👋 Introduction

Planchet (pronounced /plʌ̃ʃɛ/) is a data package manager suited for processing large arrays of data items. It supports natively reading and writing into CSV and JSONL data files and serving their content over a FastAPI service to clients that process the data. It is a tool for scientists and hackers, not production.

How it works

Planchet attempts to solve the problem of controlled processing of large amounts of data in a simple and slightly naive way. It controls the reading and writing of the data and leaves the processing to the user. The usage takes roughly the following shape:

  • You start by creating a job which specifies where to read, where to write, and what classes to use for that.

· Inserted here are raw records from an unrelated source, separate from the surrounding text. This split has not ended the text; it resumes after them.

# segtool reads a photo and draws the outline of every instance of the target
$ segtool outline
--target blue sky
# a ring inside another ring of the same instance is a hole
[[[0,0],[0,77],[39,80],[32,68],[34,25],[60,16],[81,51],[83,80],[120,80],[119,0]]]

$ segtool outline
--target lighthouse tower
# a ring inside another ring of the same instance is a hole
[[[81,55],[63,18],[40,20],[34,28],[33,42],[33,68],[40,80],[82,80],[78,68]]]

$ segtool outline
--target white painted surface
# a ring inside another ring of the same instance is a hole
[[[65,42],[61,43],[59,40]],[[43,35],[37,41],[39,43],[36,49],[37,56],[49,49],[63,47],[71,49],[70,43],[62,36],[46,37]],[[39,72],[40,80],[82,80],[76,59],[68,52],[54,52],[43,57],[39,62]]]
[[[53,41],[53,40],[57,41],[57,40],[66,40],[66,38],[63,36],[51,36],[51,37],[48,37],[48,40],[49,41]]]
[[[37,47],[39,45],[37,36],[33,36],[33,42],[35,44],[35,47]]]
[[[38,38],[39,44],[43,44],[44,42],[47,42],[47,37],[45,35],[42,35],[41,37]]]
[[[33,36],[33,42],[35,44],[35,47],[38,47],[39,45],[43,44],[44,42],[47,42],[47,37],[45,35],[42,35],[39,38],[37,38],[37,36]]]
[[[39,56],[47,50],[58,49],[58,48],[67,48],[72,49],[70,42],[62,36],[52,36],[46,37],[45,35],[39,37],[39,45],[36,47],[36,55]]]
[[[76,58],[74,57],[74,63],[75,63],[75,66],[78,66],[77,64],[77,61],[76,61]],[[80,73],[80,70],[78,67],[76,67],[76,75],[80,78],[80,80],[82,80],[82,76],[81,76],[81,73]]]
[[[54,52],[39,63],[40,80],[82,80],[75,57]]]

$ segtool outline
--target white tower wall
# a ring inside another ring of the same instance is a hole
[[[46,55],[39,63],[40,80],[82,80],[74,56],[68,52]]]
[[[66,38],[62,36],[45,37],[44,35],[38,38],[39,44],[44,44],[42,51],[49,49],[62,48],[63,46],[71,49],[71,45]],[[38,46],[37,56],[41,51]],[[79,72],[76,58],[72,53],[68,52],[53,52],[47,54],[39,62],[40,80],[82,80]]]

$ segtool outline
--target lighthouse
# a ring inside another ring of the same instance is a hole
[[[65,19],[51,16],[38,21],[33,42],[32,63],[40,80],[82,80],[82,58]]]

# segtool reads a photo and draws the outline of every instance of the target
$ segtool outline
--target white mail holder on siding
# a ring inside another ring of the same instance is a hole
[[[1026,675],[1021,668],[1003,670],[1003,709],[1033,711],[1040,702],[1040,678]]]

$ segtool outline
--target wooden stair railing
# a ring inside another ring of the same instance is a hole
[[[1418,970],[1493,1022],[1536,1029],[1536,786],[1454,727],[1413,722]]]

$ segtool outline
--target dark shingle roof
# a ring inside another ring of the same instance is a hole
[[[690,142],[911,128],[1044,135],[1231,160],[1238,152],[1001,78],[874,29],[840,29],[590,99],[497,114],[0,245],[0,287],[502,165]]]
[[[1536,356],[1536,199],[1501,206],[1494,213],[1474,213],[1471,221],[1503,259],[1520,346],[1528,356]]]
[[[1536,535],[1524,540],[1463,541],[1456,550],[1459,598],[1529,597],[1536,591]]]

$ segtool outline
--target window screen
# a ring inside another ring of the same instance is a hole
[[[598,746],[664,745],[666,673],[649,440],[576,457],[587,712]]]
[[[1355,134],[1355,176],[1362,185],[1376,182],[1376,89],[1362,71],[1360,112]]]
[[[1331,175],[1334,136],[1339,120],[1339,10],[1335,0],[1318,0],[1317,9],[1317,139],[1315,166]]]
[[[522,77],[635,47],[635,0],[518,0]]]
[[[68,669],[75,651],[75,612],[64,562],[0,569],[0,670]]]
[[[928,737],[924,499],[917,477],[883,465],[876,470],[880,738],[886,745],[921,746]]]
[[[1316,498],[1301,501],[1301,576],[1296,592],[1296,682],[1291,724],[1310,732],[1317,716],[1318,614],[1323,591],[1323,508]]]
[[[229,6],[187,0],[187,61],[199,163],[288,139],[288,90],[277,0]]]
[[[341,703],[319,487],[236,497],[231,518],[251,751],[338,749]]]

  • Then, you ask for n data items, which your process works through locally.

  • When your processing is done, you send the items back to the service to be written to disk.

_images/Planchet.png

All jobs and item statuses are logged by the system which assures that if the process or even the service is interrupted, only in-flight data processing will be lost.

Constraints

Single thread: Planchet is running in a single thread to avoid the mess of multiple processes writing in the same file. Until this is fixed (may be never) you should be careful with your batch sizes – keep them big enough to avoid overwhelming the service with requests but not too big so that you avoid request timeouts.

Independence: this tool was built in mind with independence of the data points. What that means is that if you are processing a CSV, you don’t need line 1 to process line 2. Technically, even in that case you could implement something using Planchet, but the logic on the client side will not be pretty 👹.